I wish it were recommended early in the onset of arthritis for more dogs, but a lot of vets don't seem to know about it and default to prescribing NSAIDs (my old vet did that too--I had to switch to a new vet to find one using Adequan successfully in arthritic patients). I'm very grateful to the people here who informed me about it--it helped my 11 year old go from a dog who moved slowly and gingerly when he wasn't on NSAIDs to one who doesn't need NSAIDs and is back to wanting to jog and play. 

As for supplements, I think they important even with Adequan therapy -- same with regular, gentle exercise (it's very, very important for dogs with arthritis). My vet believes the best results for arthritis are seen with a multipronged approach that works synergistically (exercise, supplements, Adequan...and if needed, very low doses of the safest pain meds). We'll be adding acupuncture into the mix in the coming weeks too, now that I've located a local practitioner who specializes in dogs.

This thread describes the supplements I'm using, and I got lots of great advice in that thread: 
http://www.germanshepherds.com/foru...-available-alternatives-work-your-senior.html

I've since added coconut oil to the list.

FWIW, I've come to believe that the Collagen II (chicken sternum) supplement (Twinlab MaxiLIFE® Collagen Type II -- 60 Capsules - Vitacost ), which is high in hyaluronic acid, is important. The bone broth recipe described in that old thread by Gatorbytes inspired me to use this supplement, and I think it's a helpful addition (though one rarely on the standard list for arthritic dogs).


----------



## I_LOVE_MY_MIKKO

The number one thing to help with arthritis is to make sure your dog is not a single pound overweight. Actually a pound or two underweight is even better. 110 pounds is huge for a GSD, especially a female. Is there any fat that you can take off of her?

Second, I agree that Adequan is amazing! To save money, I purchase it online and give the injections myself. 

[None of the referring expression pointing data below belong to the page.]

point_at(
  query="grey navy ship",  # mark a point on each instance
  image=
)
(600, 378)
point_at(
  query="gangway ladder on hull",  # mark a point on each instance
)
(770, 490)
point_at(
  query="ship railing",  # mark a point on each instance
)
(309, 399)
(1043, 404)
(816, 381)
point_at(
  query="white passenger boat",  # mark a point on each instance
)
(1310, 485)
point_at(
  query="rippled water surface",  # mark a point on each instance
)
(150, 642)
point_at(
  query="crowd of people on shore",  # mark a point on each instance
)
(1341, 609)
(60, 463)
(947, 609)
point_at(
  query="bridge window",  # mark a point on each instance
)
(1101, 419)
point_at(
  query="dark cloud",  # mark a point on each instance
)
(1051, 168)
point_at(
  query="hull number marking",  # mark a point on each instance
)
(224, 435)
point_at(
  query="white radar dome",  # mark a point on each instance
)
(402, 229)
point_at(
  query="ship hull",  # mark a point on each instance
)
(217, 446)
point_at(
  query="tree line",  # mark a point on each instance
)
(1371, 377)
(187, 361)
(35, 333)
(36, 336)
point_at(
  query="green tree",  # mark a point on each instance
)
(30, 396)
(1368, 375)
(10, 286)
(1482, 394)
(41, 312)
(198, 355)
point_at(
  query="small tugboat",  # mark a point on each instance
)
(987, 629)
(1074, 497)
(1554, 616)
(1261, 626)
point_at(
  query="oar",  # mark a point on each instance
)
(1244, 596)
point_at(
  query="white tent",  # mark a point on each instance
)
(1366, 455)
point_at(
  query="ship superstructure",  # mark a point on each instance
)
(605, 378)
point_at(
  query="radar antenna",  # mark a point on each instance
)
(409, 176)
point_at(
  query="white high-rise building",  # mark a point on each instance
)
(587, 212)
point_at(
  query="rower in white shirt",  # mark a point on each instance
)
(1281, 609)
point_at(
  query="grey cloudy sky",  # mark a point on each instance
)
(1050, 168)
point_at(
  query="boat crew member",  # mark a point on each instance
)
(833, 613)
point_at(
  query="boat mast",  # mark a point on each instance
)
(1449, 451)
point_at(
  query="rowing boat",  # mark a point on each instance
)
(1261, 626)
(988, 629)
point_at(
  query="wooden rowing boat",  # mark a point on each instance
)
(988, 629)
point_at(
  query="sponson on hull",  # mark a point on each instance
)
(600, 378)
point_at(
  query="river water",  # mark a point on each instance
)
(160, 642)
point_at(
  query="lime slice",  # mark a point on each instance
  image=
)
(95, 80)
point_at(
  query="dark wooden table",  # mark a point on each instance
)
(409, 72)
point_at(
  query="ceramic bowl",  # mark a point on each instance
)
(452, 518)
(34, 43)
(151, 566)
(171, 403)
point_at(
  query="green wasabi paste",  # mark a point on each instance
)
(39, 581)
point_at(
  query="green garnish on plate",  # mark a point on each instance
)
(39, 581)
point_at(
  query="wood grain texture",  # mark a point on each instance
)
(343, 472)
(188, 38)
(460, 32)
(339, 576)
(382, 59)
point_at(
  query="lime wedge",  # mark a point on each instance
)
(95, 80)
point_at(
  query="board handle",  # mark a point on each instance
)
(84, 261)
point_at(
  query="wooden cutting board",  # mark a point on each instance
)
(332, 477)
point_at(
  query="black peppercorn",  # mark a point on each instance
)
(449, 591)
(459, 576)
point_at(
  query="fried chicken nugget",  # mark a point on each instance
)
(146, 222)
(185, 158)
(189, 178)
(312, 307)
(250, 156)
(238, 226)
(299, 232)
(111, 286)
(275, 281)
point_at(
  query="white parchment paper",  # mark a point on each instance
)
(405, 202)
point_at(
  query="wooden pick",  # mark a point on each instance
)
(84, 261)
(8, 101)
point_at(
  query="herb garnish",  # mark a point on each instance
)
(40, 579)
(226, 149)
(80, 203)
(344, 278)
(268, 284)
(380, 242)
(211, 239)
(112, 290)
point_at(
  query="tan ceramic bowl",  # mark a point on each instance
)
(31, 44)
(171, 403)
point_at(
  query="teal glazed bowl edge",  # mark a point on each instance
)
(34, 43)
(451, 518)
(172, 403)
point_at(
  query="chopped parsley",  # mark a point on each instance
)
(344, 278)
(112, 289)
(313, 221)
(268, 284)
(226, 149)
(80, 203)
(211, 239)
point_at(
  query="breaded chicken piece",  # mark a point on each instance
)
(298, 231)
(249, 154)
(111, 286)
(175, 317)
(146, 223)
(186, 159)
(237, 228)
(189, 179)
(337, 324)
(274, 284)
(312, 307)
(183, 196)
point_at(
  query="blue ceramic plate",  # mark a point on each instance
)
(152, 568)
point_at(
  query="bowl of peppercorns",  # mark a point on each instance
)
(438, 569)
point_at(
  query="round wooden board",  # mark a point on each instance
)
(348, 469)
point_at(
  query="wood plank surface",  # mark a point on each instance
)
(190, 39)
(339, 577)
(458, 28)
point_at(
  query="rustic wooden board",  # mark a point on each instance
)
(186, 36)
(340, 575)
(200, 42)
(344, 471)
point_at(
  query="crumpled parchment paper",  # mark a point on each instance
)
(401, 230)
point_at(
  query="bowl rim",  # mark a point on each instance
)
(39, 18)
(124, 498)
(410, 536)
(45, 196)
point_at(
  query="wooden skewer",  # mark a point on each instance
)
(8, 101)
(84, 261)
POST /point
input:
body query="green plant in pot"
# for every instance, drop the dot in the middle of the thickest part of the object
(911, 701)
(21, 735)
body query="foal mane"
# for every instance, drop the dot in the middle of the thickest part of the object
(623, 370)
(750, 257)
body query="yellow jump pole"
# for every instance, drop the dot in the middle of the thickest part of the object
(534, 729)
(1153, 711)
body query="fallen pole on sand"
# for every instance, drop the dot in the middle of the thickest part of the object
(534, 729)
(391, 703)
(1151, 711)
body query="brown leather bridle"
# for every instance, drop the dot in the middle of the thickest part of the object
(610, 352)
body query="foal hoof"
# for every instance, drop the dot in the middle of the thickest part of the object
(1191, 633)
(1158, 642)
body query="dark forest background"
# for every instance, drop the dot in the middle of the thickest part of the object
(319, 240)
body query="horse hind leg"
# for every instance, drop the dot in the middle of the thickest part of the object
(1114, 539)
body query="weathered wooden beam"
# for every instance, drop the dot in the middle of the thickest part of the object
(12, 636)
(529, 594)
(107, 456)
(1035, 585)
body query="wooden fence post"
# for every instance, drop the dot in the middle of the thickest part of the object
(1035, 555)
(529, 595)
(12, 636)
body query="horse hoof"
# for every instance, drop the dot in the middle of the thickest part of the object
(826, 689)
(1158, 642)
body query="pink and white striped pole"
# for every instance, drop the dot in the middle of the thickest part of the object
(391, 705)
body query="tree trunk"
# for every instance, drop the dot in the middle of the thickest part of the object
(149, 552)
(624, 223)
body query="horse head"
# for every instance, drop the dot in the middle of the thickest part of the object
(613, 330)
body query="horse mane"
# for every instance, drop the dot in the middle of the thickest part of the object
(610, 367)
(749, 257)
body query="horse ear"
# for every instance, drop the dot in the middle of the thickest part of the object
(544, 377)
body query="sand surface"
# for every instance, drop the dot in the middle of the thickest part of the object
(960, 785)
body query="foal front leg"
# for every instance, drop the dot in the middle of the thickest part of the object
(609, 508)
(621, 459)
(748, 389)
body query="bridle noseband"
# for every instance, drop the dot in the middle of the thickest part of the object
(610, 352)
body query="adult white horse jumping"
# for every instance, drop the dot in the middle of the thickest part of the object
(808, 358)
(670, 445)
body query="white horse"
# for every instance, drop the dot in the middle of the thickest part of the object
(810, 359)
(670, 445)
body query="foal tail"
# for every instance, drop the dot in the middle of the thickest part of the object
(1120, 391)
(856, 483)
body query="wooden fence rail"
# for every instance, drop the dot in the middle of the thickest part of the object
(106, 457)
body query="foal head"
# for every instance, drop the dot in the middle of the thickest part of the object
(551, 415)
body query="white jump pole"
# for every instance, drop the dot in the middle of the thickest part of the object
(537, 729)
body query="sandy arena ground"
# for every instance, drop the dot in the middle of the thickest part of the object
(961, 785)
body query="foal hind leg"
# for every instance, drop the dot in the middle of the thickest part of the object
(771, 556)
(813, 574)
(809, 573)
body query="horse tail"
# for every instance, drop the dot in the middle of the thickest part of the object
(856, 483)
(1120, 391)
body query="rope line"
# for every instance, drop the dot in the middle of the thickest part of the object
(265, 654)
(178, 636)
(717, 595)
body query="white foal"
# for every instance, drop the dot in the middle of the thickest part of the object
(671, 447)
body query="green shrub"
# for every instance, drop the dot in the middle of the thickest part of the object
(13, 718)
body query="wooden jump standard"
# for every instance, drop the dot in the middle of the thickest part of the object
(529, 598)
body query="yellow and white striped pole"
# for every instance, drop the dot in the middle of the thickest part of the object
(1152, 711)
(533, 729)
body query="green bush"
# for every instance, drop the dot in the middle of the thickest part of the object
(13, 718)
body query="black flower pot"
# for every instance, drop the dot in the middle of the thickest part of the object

Also, look into Microlactin, the active ingredient in Duralactin. It is a natural anti-inflammatory. I purchase straight microlactin online as it is much cheaper than the dog version, which is just flavored microlactin.


----------



## M&J

Zeel. It's homeopathic. Three tablets twice a day. I swear by it. I can tell when Rudy misses a dose.
He eats it right out of my hand.


----------



## bradbmtl

*Wow, thanks for all the input guys!*

Hi everyone. I'm so sorry for the delay in coming back on the site, we have been so busy, and I can't tell everyone how much I appreciate all the reply's so far. I will be researching each and every one of your opinions this weekend. Also, to asnwer one of the questions, I know 110lbs is big, but she has always been big. She is not fat , not at all, she is simply a BIG dog. We knew it even when she was a puppy, and the vet continues to congragulate us on keeping her weight down (from 2-6 she was around 118). She eats once a day (as she doesnt want to eat in the morning) , at supper, 2cups of Orijen 5 Fish mixed with a little wet Wellness Lamb 95%.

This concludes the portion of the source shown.